B&W, 1960, 108 mins.

Directed by Alfred Hitchcock

Starring Anthony Perkins, Vera Miles, John Gavin, Janet Leigh, Martin Balsam, John McIntire, Simon Oakland, Patricia Hitchcock / Music by Bernard Herrmann / Cinematography by Robert Burks

Letterboxed (1.85:1) / Dolby Digital Mono


Color, 1958, 128 mins.

Directed by Alfred Hitchcock

Starring James Stewart, Kim Novak, Barbara Bel Geddes, Tom Helmore, Henry Jones / Music by Bernard Herrmann / Written by Samuel A. Taylor & Alec Coppel / Cinematography by Robert Burks

Letterboxed (1.85:1) / Dolby Digital 5.1


B&W, 1955-59, 102 mins.

Directed by Alfred Hitchcock

Format: DVD - (MSRP $74.98)

Part of the growing (but so far hit and miss) box set trend in the DVD market, Universal's The Alfred Hitchcock Collection immediatley disappointed many consumers who found out that it simply contained repackaged editions of two films already on DVD, Psycho and Vertigo, in addition to a four-episode platter of Alfred Hitchcock Presents, available exclusively in this edition.
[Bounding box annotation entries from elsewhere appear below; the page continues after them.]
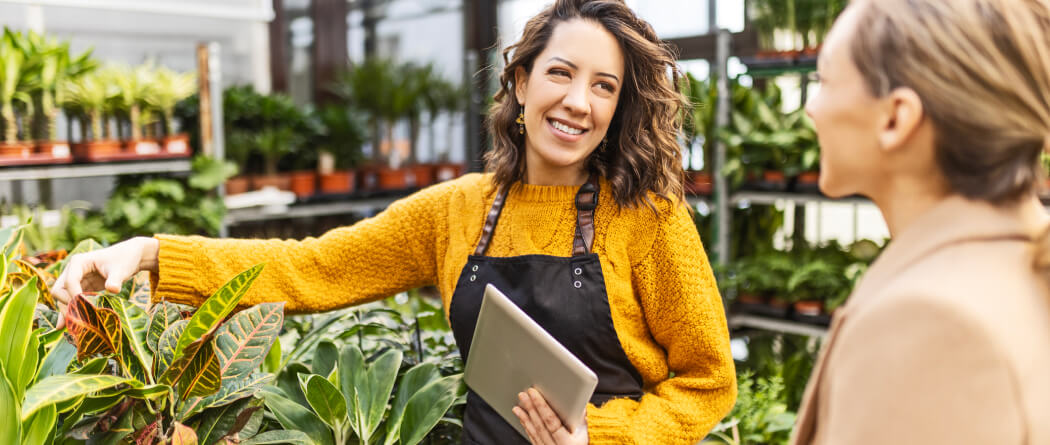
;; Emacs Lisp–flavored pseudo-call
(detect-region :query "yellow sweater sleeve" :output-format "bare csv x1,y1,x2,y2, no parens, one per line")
587,202,736,445
153,183,453,313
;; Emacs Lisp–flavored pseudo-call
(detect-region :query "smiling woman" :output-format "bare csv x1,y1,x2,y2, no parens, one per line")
54,0,736,444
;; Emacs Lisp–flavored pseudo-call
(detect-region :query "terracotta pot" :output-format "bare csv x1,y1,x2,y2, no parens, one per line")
289,171,317,198
37,141,71,157
762,170,786,183
0,142,33,157
798,171,820,186
434,163,463,183
226,176,252,195
379,168,412,190
320,170,354,194
72,141,121,157
686,171,714,194
164,134,190,153
357,165,379,192
408,164,435,188
795,301,824,317
252,173,292,190
124,140,161,154
736,294,765,304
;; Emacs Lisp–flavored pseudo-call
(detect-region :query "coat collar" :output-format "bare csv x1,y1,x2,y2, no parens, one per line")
792,196,1050,444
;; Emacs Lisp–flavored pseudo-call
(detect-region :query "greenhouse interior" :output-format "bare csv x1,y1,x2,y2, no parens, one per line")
0,0,1050,445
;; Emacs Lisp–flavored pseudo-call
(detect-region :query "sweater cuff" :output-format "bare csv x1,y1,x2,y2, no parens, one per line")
587,400,636,445
149,235,204,306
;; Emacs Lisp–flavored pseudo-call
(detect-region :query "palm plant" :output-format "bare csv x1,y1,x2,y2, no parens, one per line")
26,31,98,141
61,71,114,142
0,28,39,144
112,64,153,141
143,67,196,137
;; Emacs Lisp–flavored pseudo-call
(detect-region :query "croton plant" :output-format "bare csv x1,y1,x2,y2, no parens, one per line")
0,222,307,445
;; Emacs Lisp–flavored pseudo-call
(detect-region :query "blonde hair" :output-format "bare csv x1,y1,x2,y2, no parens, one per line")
851,0,1050,277
851,0,1050,204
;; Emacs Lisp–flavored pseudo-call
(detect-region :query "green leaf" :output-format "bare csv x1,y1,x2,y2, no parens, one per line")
179,374,273,419
384,363,441,445
339,344,402,442
12,331,40,397
299,374,347,430
105,295,153,383
128,271,152,308
21,405,58,445
399,375,462,445
146,301,189,352
260,387,331,445
175,264,264,356
196,399,261,445
276,362,311,406
311,340,339,376
263,337,280,374
215,302,285,380
65,295,123,361
158,337,222,400
37,340,77,381
171,422,197,445
239,429,314,445
22,374,130,421
153,320,190,376
0,277,38,399
0,363,22,444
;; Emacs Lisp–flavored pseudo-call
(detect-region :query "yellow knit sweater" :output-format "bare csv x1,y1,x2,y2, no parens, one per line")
153,174,736,444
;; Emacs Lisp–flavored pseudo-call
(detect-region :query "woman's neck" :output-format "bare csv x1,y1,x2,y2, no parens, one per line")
870,174,952,237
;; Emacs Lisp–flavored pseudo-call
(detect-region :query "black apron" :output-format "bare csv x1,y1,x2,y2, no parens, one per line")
448,174,643,445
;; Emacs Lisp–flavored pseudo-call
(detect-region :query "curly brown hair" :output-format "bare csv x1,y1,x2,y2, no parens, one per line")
485,0,686,210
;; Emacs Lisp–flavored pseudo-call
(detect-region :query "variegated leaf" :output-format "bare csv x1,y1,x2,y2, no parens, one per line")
65,295,123,361
104,295,153,383
22,374,129,420
153,320,189,376
128,271,152,311
14,259,56,309
158,337,222,400
146,301,182,353
175,264,264,356
215,302,285,380
179,374,274,419
171,422,197,445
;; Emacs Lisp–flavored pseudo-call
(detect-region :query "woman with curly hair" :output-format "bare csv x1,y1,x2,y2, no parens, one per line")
55,0,736,444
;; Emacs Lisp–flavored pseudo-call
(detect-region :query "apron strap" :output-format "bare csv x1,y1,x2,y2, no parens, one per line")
474,174,599,256
572,174,599,256
474,187,507,256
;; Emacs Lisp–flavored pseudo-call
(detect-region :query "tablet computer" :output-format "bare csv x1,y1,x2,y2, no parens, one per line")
463,284,597,437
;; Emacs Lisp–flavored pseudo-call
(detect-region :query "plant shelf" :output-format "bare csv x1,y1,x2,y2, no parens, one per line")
0,160,190,181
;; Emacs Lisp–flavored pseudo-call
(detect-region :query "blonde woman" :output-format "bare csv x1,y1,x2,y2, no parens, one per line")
794,0,1050,445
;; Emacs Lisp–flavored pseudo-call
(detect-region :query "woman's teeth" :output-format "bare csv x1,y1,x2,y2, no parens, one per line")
550,121,584,134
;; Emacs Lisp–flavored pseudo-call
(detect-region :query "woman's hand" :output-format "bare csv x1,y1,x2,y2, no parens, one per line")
513,388,587,445
51,236,160,316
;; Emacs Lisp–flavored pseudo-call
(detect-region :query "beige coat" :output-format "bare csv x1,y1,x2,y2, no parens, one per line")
793,198,1050,445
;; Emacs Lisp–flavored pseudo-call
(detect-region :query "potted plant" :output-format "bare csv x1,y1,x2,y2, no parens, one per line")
0,27,39,157
26,31,98,157
313,104,368,194
252,93,306,190
111,65,161,154
144,67,197,154
63,71,121,161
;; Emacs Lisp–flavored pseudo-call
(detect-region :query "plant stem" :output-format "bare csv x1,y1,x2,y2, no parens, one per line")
0,102,18,144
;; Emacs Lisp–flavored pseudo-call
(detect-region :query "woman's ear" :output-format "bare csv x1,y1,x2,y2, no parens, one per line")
515,66,528,107
877,87,925,151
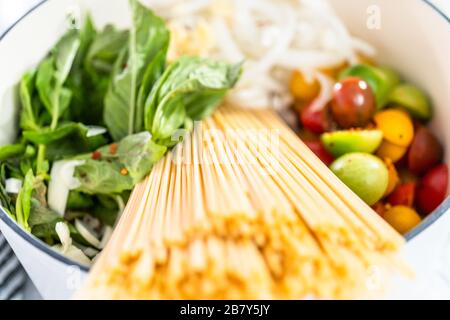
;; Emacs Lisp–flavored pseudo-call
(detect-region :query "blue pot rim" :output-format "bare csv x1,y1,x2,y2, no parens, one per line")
0,0,450,272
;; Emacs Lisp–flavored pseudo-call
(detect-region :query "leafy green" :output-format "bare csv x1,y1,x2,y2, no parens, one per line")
0,143,26,161
75,159,133,194
16,170,36,231
0,163,16,218
28,198,64,243
19,70,39,130
145,57,241,142
36,30,80,129
85,25,128,76
67,191,94,210
75,132,167,194
117,131,167,184
104,0,169,141
23,122,107,160
4,0,241,252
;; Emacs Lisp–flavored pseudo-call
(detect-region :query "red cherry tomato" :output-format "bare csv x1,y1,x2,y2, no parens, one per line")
388,182,416,207
331,77,376,129
300,104,330,134
408,126,443,174
417,164,448,214
305,141,334,166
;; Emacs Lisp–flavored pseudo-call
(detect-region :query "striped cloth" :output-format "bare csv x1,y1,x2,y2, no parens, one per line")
0,233,27,300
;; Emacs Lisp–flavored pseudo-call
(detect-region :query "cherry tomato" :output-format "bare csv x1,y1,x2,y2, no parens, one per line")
305,141,334,166
289,71,320,101
331,77,376,128
417,164,448,214
388,182,416,207
408,126,443,174
372,201,386,217
300,104,330,134
384,206,422,234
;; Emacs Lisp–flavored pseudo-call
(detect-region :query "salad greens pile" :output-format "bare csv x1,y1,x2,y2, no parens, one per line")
0,0,241,262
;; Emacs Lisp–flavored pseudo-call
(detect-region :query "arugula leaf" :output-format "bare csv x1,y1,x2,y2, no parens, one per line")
75,159,134,194
0,143,26,161
75,132,167,194
28,198,84,245
16,169,36,231
84,25,128,77
23,122,108,160
117,131,167,184
28,198,64,244
145,57,241,143
0,163,16,219
36,30,80,129
92,195,125,226
19,70,39,130
64,15,97,123
104,0,169,141
67,190,94,210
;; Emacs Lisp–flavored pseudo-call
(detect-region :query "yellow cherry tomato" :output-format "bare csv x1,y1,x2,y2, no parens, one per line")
289,71,320,101
384,158,400,196
384,206,422,234
374,109,414,147
376,140,408,163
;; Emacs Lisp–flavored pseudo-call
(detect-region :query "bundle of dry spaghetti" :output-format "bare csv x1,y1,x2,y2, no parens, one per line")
77,107,404,299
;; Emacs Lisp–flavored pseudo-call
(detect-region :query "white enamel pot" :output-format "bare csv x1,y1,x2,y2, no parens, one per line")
0,0,450,299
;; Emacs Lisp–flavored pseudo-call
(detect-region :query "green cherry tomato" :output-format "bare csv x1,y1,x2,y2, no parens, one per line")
339,64,400,110
330,153,389,205
389,84,432,121
321,130,383,157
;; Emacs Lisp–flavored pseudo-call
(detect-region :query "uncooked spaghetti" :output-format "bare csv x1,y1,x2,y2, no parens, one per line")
77,107,404,299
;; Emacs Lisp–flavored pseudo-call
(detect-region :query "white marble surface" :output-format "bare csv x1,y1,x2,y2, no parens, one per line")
0,0,450,299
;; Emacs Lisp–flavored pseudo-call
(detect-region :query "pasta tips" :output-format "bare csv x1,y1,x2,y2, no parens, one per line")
77,106,404,299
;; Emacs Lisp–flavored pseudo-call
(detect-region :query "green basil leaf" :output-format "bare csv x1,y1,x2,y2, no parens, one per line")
104,0,169,141
145,57,241,143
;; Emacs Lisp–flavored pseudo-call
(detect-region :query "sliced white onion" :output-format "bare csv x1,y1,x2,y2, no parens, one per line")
55,222,72,249
83,247,99,258
147,0,375,109
311,72,334,111
5,178,22,194
75,219,100,248
47,160,84,216
53,222,91,265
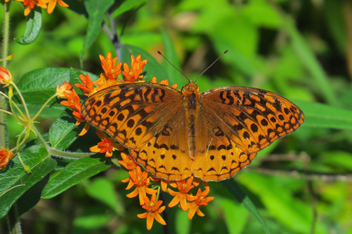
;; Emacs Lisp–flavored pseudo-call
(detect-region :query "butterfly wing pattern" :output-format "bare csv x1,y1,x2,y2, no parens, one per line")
82,83,192,180
82,82,304,181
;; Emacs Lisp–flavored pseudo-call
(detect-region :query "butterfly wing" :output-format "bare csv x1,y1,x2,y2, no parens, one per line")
131,106,192,180
81,83,191,179
193,87,304,181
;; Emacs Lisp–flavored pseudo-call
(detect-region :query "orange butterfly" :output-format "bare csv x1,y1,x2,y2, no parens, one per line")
81,81,304,181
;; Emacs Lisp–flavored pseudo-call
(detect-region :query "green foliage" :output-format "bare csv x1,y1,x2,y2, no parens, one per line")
0,0,352,233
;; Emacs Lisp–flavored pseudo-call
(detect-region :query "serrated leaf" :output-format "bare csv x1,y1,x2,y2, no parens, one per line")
79,0,114,65
111,0,147,18
295,101,352,129
49,110,79,150
15,6,42,45
42,157,111,199
221,179,270,233
87,178,119,214
16,174,50,216
0,145,56,218
121,44,172,85
161,29,182,84
65,0,88,18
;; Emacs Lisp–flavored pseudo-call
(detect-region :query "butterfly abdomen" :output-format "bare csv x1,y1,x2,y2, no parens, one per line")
183,83,199,159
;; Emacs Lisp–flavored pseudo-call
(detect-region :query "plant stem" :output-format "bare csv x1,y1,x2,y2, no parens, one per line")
12,82,31,120
1,1,11,67
32,94,57,122
6,203,22,234
0,1,11,147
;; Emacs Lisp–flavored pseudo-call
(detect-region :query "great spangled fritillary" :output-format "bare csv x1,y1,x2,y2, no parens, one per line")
81,81,304,181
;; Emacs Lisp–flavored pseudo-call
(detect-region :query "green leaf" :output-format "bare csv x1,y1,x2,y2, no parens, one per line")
49,110,79,150
72,206,111,229
121,44,172,85
87,178,121,214
16,174,50,217
15,68,95,110
79,0,114,63
111,0,147,18
239,171,328,233
295,101,352,129
15,6,42,45
65,0,88,18
221,179,270,233
42,157,111,199
214,197,248,234
161,29,182,84
0,145,56,218
283,17,338,106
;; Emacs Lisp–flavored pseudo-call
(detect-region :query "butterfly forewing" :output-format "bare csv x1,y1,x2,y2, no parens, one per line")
82,83,182,149
131,108,192,180
193,87,304,181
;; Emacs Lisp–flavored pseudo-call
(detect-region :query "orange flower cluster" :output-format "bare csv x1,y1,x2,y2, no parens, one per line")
118,153,214,230
5,0,68,16
56,52,214,230
89,130,125,158
0,147,14,170
56,52,148,135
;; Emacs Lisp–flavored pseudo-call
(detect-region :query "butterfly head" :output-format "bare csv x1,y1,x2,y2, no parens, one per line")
183,80,199,93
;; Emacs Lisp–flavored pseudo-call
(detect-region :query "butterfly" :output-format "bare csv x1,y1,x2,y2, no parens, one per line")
81,81,304,181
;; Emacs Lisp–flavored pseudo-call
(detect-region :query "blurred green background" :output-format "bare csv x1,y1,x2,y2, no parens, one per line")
0,0,352,234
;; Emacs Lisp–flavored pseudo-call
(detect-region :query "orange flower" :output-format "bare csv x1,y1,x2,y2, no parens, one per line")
56,81,72,98
118,152,137,170
122,54,148,82
150,176,177,192
75,74,96,96
89,138,113,158
45,0,68,14
137,193,166,230
152,76,177,89
99,52,122,80
0,147,14,170
122,166,157,205
168,176,196,211
16,0,47,16
72,107,86,126
188,189,214,219
89,130,124,158
60,89,81,111
0,67,13,85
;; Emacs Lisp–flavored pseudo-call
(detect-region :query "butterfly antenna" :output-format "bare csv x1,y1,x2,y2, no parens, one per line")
194,50,228,83
158,51,190,82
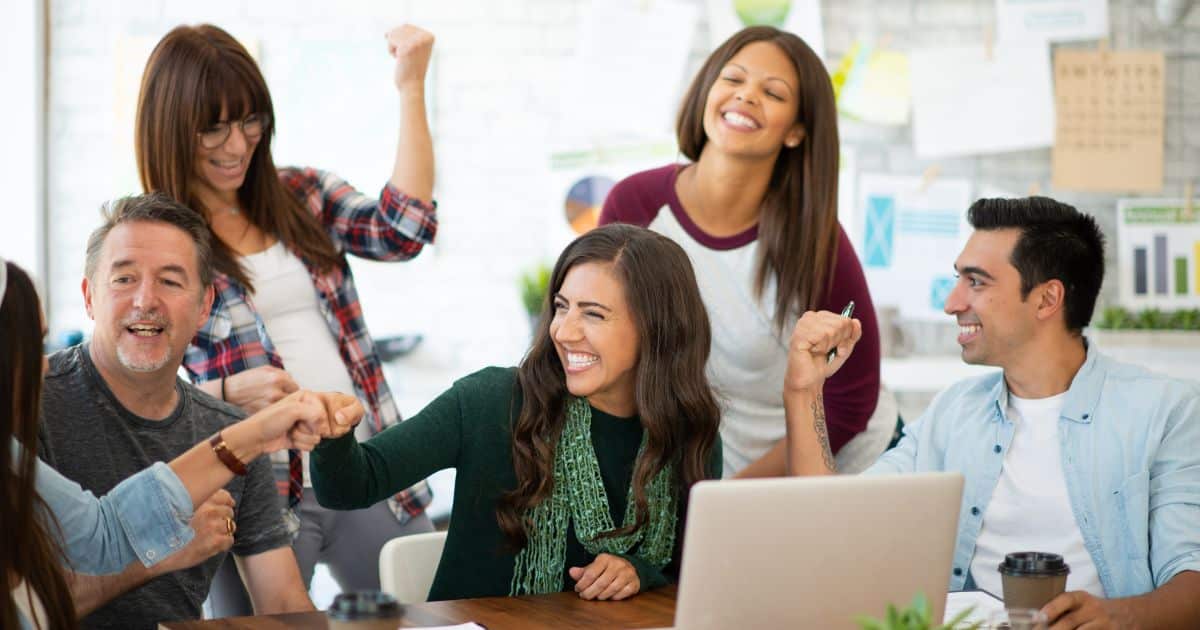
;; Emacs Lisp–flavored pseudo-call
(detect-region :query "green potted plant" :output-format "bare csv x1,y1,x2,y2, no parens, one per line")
517,263,551,330
1088,306,1200,350
856,593,983,630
Quite simply, at this price tag, anyone who doesn't have the two films would be well advised to pick this one up, while Hitch fanatics who already have the films will find this far too steep to buy simply for four episodes already released before on laserdisc and VHS. The packaging is better than Warner's Kubrick box set but still inconsistent, with the TV episodes packaged in a plain silver design that clashes with the more gaudy and gold-striped format of the other two discs. Hopefully Universal will take another stab at a Hitchcock collection once they have remastered more of the Master's films in their possession (where's The Birds, guys?), and then fans will really have cause to celebrate.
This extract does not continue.